1917: Variety on first team
Seven high schools were represented on the 1917 All-State team, a fact The Oklahoman sports writers were proud of at the time.
The headlines pointed out the fact, noting that “Every Section of Oklahoma Has Representation,” on the first team, which included 11 players.
While the writers called Oklahoma City halfback White the top back in the state, they spoke most glowingly of W. Wilson of Marshall.
“Wilson carries the ball well in a broken field, is a good dodger and forward passes accurately,” they wrote. “His line plunging is better than the average player.”
1927: ‘Ball-Toters' were exceptional
The headline said it all: “Quarters Exceptionally Good Ball-Toters But Most of Them Lacking in Strategy”
The Oklahoman's Charles J. Brill was impressed with 1927's quarterbacks as runners, but not as offensive leaders, writing that “ ... there has been a noticeable lack of smart generalship this year.”

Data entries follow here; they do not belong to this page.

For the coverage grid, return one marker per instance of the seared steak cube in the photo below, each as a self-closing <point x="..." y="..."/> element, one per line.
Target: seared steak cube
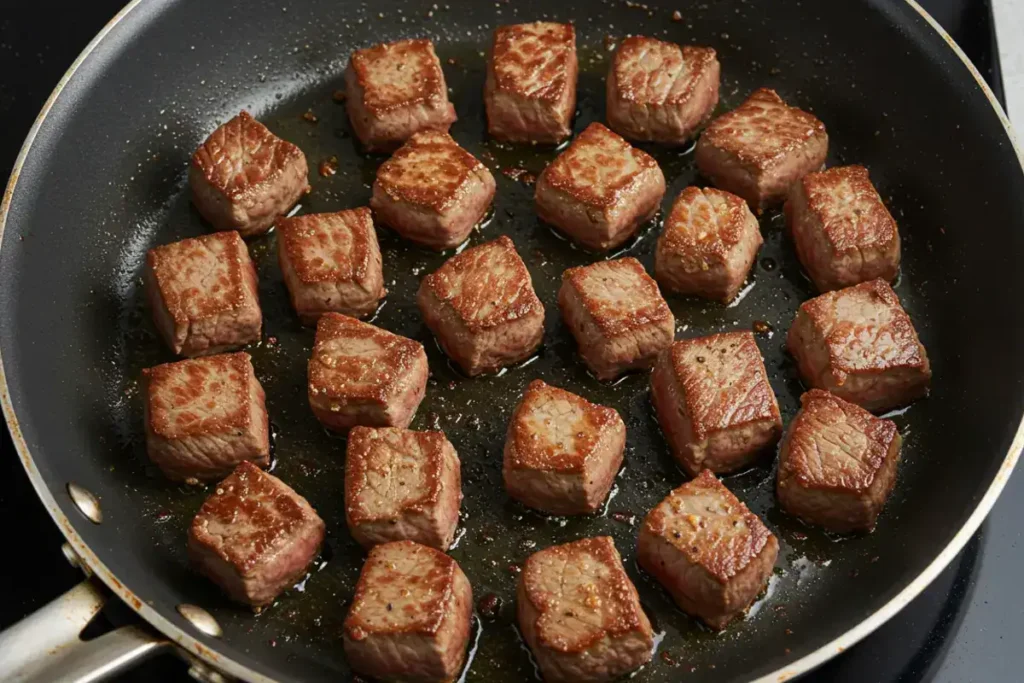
<point x="600" y="189"/>
<point x="254" y="537"/>
<point x="205" y="416"/>
<point x="394" y="90"/>
<point x="363" y="375"/>
<point x="562" y="452"/>
<point x="401" y="485"/>
<point x="244" y="176"/>
<point x="204" y="295"/>
<point x="859" y="344"/>
<point x="411" y="616"/>
<point x="708" y="245"/>
<point x="331" y="262"/>
<point x="838" y="464"/>
<point x="529" y="92"/>
<point x="432" y="191"/>
<point x="481" y="307"/>
<point x="843" y="231"/>
<point x="581" y="614"/>
<point x="714" y="402"/>
<point x="616" y="314"/>
<point x="761" y="148"/>
<point x="660" y="92"/>
<point x="710" y="552"/>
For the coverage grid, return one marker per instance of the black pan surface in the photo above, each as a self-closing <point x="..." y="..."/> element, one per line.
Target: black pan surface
<point x="105" y="180"/>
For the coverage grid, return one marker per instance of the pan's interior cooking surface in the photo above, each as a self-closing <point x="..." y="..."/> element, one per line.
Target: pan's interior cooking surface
<point x="289" y="63"/>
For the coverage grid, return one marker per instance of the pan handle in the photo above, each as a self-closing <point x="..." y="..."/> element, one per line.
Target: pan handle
<point x="47" y="645"/>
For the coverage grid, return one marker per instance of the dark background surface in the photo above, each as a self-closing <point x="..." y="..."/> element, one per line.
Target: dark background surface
<point x="963" y="628"/>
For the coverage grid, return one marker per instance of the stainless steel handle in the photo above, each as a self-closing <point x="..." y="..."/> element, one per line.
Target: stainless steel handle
<point x="47" y="645"/>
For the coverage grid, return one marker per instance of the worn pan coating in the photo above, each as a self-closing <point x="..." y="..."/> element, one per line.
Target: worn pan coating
<point x="102" y="177"/>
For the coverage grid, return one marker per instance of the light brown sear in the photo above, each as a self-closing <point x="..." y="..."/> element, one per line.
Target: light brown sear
<point x="709" y="243"/>
<point x="561" y="453"/>
<point x="244" y="176"/>
<point x="580" y="613"/>
<point x="842" y="230"/>
<point x="432" y="191"/>
<point x="859" y="344"/>
<point x="617" y="315"/>
<point x="359" y="374"/>
<point x="529" y="92"/>
<point x="331" y="262"/>
<point x="714" y="402"/>
<point x="838" y="464"/>
<point x="401" y="485"/>
<point x="203" y="294"/>
<point x="410" y="619"/>
<point x="711" y="553"/>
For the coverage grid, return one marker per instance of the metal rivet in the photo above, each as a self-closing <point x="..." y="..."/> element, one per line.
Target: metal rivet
<point x="86" y="503"/>
<point x="201" y="619"/>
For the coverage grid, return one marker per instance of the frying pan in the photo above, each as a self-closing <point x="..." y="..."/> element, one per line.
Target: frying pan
<point x="100" y="179"/>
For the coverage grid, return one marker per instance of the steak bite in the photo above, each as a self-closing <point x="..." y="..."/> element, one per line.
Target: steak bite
<point x="432" y="191"/>
<point x="481" y="307"/>
<point x="660" y="92"/>
<point x="708" y="245"/>
<point x="616" y="314"/>
<point x="254" y="537"/>
<point x="394" y="90"/>
<point x="838" y="464"/>
<point x="562" y="452"/>
<point x="410" y="620"/>
<point x="205" y="416"/>
<point x="363" y="375"/>
<point x="203" y="293"/>
<point x="580" y="613"/>
<point x="761" y="148"/>
<point x="331" y="262"/>
<point x="859" y="344"/>
<point x="843" y="231"/>
<point x="401" y="485"/>
<point x="710" y="552"/>
<point x="244" y="176"/>
<point x="600" y="189"/>
<point x="714" y="402"/>
<point x="529" y="92"/>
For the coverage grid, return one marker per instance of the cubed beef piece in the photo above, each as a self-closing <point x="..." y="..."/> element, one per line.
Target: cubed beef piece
<point x="562" y="452"/>
<point x="599" y="190"/>
<point x="843" y="231"/>
<point x="708" y="245"/>
<point x="363" y="375"/>
<point x="411" y="616"/>
<point x="616" y="314"/>
<point x="205" y="416"/>
<point x="761" y="148"/>
<point x="401" y="485"/>
<point x="244" y="176"/>
<point x="331" y="262"/>
<point x="859" y="344"/>
<point x="660" y="92"/>
<point x="204" y="295"/>
<point x="714" y="402"/>
<point x="838" y="464"/>
<point x="710" y="552"/>
<point x="529" y="92"/>
<point x="254" y="537"/>
<point x="394" y="90"/>
<point x="432" y="191"/>
<point x="481" y="307"/>
<point x="580" y="613"/>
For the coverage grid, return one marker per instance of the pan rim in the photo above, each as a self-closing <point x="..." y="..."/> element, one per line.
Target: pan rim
<point x="228" y="666"/>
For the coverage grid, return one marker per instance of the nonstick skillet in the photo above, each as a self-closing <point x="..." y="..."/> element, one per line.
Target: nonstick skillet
<point x="101" y="178"/>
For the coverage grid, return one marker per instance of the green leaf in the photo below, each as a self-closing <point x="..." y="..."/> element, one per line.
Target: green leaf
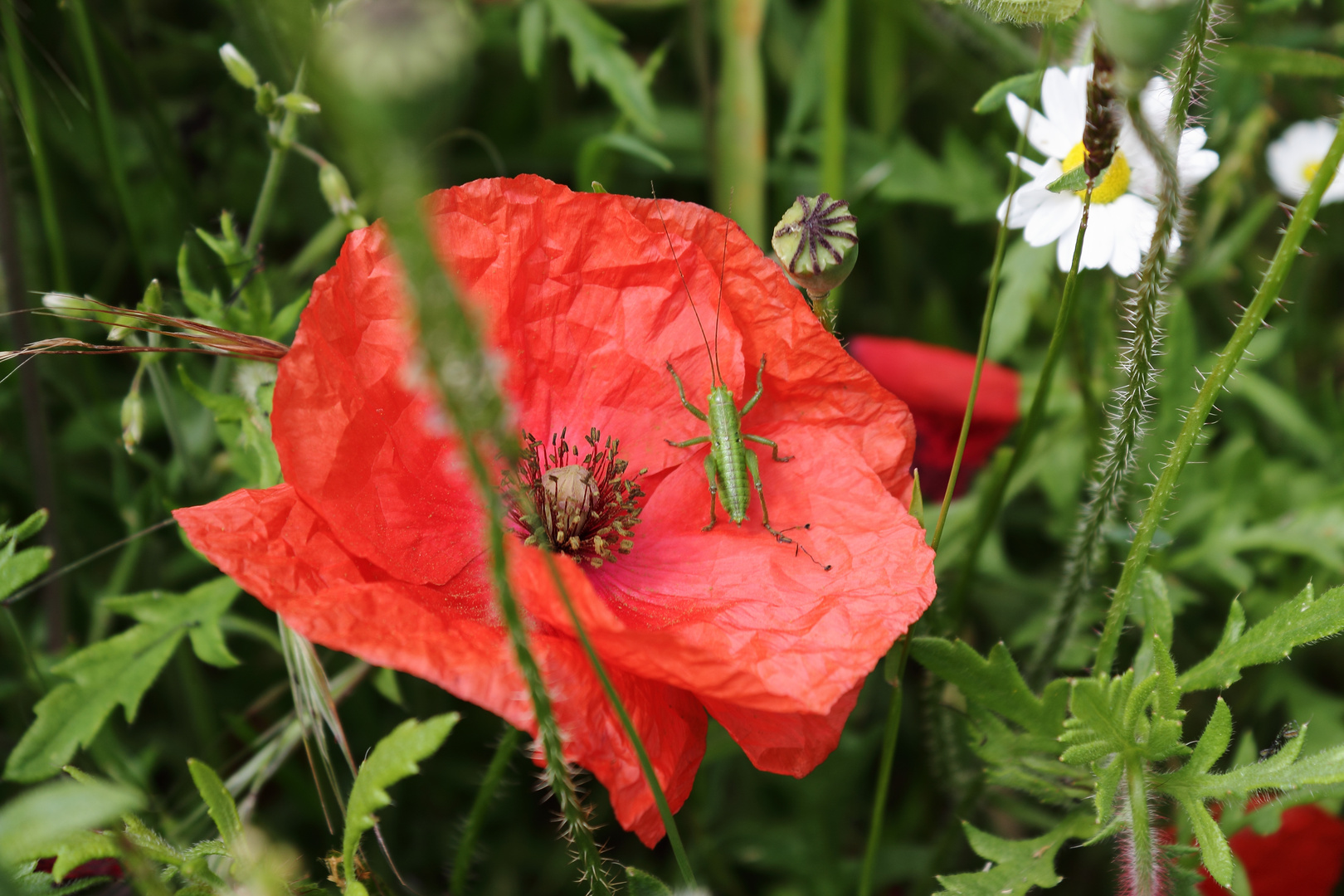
<point x="17" y="570"/>
<point x="993" y="683"/>
<point x="596" y="52"/>
<point x="1296" y="622"/>
<point x="112" y="672"/>
<point x="1018" y="864"/>
<point x="219" y="804"/>
<point x="641" y="883"/>
<point x="32" y="824"/>
<point x="1073" y="180"/>
<point x="394" y="758"/>
<point x="1283" y="61"/>
<point x="1023" y="86"/>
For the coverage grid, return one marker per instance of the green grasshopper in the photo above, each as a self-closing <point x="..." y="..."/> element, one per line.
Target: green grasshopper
<point x="728" y="462"/>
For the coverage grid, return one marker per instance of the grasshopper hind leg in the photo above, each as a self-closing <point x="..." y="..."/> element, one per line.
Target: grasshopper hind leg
<point x="754" y="468"/>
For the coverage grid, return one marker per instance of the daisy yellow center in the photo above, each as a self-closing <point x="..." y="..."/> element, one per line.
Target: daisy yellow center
<point x="1113" y="184"/>
<point x="1311" y="169"/>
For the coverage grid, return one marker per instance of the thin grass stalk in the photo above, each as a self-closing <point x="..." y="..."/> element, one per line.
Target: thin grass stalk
<point x="280" y="147"/>
<point x="106" y="132"/>
<point x="37" y="152"/>
<point x="476" y="817"/>
<point x="1129" y="410"/>
<point x="1004" y="469"/>
<point x="741" y="153"/>
<point x="893" y="726"/>
<point x="650" y="774"/>
<point x="1224" y="368"/>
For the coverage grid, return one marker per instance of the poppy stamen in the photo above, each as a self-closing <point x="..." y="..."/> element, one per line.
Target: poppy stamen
<point x="578" y="505"/>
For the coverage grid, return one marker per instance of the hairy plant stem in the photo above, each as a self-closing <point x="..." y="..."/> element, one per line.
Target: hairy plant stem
<point x="280" y="145"/>
<point x="1144" y="871"/>
<point x="650" y="776"/>
<point x="1214" y="383"/>
<point x="476" y="817"/>
<point x="32" y="132"/>
<point x="893" y="726"/>
<point x="1127" y="414"/>
<point x="106" y="132"/>
<point x="739" y="129"/>
<point x="1010" y="460"/>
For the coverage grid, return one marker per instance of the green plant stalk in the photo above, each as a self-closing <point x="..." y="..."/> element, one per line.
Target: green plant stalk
<point x="1127" y="414"/>
<point x="106" y="130"/>
<point x="835" y="100"/>
<point x="1147" y="874"/>
<point x="1224" y="368"/>
<point x="650" y="776"/>
<point x="893" y="727"/>
<point x="32" y="132"/>
<point x="1004" y="470"/>
<point x="275" y="171"/>
<point x="741" y="153"/>
<point x="476" y="817"/>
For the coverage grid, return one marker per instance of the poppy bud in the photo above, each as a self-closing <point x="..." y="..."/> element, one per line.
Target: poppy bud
<point x="238" y="66"/>
<point x="132" y="416"/>
<point x="1103" y="128"/>
<point x="817" y="242"/>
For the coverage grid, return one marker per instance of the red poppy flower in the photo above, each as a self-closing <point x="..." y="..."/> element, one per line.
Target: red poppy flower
<point x="1304" y="857"/>
<point x="374" y="543"/>
<point x="936" y="382"/>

1937: Jacobs named captain
In 1937, “Indian” Jack Jacobs' stellar career had only begun as a senior at Muskogee, where he was named “Captain” of The Oklahoman's All-State team, essentially the Player of the Year title of the day.
Jacobs went on to be one of Oklahoma's top quarterbacks from 1939-41, then moved on to the NFL.
There “wasn't much argument” that Jacobs was the state's best player that year.
“Whether in victory or defeat this 185-pound Indian boy stood out like a piece of radium in a deep, dark tunnel,” The Oklahoman's Arthur Edson wrote.
But an even better story was that of Capitol Hill's Paul Woodson, who overcame a leg injury to earn All-State honors.
“While doctors were wondering whether he would ever be able to walk again, Paul was busy stuffing himself with spinach and getting strength in that weak leg,” Edson wrote.
1947: Speedy squads
Headlines touted the speed of the 1947 All-State teams, and that's probably a good thing.
Only five of the 44 players selected to the North and South squads weighed more than 200 pounds. Bud Crutchfield of Bristow led the way at 219 pounds.
That's roughly the same size as Guthrie running back Kye Staley (215 pounds), Muskogee receiver Jameel Owens (225) and Carl Albert defensive back Joe Stoner (211) when they were selected to the 2007 team.
1957: Dombek legacy
Edmond North football fans might notice an interesting name on the 1957 All-State squad.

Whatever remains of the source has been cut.